The Hyland Hotel in Monticello, Utah, also known as the Wood/Summers House, was built between 1916 and 1918 by Joseph Henry Wood as a single-family residence. In 1924 the bungalow was adapted for use as a hotel with the conversion of the house's four upstairs bedrooms to nine guest rooms.

The foundation and first floor of the two story Craftsman Style house are of local sandstone from South Creek near the Abajo Mountains, while the upper level is wood frame with shingle siding. The house features the characteristic wide porches, deep eaves and shallow roof pitch associated with the Craftsman style. The house retains its original first floor arrangement with two parlors, a small office at the front entrance, a bedroom and a kitchen. The interior retains its dark-stained California fir woodwork. Three bathrooms were added to the original two with the house's conversion. The property originally included barns, sheds, a dairy, an ice house, orchard and garden, all no longer extant.

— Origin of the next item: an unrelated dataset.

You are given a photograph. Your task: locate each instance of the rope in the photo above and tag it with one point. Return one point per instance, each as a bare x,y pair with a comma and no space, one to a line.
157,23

In 1924 the house was purchased by Fletcher Hammond, moving his wife and seven children into the house and remodeling the upstairs. Hammond sold the house in 1933 to his son-in-law, Jack Nielson, who operated the hotel and dairy. Nielson sold the property in 1936 to Kenneth and Elizabeth Summers. The Summers operated the hotel until 1974.

The Hyland Hotel was listed on the National Register of Historic Places in 1994.